E ha invitato a fuggire “il desiderio di potere e di gloria” tipico di coloro “che non riescono a guarire la memoria della loro storia” e quindi non accettano “di impegnarsi nel presente”, mettendosi a discutere su chi ha “brillato di più” o “è stato più puro nel passato”.
Il Pontefice ha esortato a evitare questo “atteggiamento sterile e vano” e ha proposto come “antidoto” lo stare vicino, lo “stare in mezzo” alle minoranze etniche, ai disoccupati costretti ad emigrare, agli anziani, ai “giovani che non trovano senso alla vita perché hanno perso le loro radici”.
Ha invocato insomma una Chiesa “in uscita” che si spende per “i più piccoli, i dimenticati, quelli che vivono nelle periferie esistenziali”. Dopo la messa, la recita dell’Angelus. E qui che Papa Francesco ha ricordato che 75 anni fa la Lituania “assisteva alla definitiva distruzione del Ghetto di Vilnius”, momento culminante dell’”annientamento di migliaia di ebrei che era già iniziato due anni prima”.

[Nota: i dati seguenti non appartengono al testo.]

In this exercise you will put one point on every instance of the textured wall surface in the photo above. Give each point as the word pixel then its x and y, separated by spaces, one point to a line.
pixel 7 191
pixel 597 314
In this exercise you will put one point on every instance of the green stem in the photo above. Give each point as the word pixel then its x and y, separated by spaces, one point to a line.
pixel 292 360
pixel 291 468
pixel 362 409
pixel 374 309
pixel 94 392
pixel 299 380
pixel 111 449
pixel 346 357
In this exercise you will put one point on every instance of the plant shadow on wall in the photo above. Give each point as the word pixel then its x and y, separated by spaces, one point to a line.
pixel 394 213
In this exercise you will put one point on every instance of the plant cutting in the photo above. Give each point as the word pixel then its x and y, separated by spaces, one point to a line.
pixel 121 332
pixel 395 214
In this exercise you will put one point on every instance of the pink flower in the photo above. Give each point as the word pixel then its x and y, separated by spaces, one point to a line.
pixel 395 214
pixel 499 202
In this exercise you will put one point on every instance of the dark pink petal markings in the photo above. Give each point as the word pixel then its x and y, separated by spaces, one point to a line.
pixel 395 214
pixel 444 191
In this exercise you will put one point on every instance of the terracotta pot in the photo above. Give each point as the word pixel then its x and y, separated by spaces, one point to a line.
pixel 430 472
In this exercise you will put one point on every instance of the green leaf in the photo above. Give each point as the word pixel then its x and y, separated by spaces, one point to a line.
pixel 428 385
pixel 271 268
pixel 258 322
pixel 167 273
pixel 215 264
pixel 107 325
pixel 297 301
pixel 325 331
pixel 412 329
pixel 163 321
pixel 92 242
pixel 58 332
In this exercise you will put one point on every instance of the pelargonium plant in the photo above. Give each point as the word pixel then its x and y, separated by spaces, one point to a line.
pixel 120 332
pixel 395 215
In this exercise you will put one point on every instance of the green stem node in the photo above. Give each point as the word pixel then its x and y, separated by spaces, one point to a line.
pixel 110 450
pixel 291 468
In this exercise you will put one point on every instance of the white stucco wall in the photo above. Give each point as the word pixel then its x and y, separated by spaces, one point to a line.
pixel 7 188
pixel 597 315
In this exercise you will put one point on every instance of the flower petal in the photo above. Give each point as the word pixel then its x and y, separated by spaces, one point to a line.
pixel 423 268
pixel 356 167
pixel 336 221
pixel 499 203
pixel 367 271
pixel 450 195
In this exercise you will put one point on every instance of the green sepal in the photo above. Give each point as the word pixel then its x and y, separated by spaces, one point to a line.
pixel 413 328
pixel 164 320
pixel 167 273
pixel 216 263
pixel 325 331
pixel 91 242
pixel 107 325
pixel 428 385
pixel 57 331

“Facciamo memoria di quei tempi, - ha rimarcato il Pontefice - e chiediamo al Signore che ci faccia dono del discernimento per scoprire in tempo qualsiasi nuovo germe di quell’atteggiamento pernicioso, di qualsiasi aria che atrofizza il cuore delle generazioni che non l’hanno sperimentato e che potrebbero correre dietro quei canti di sirena”.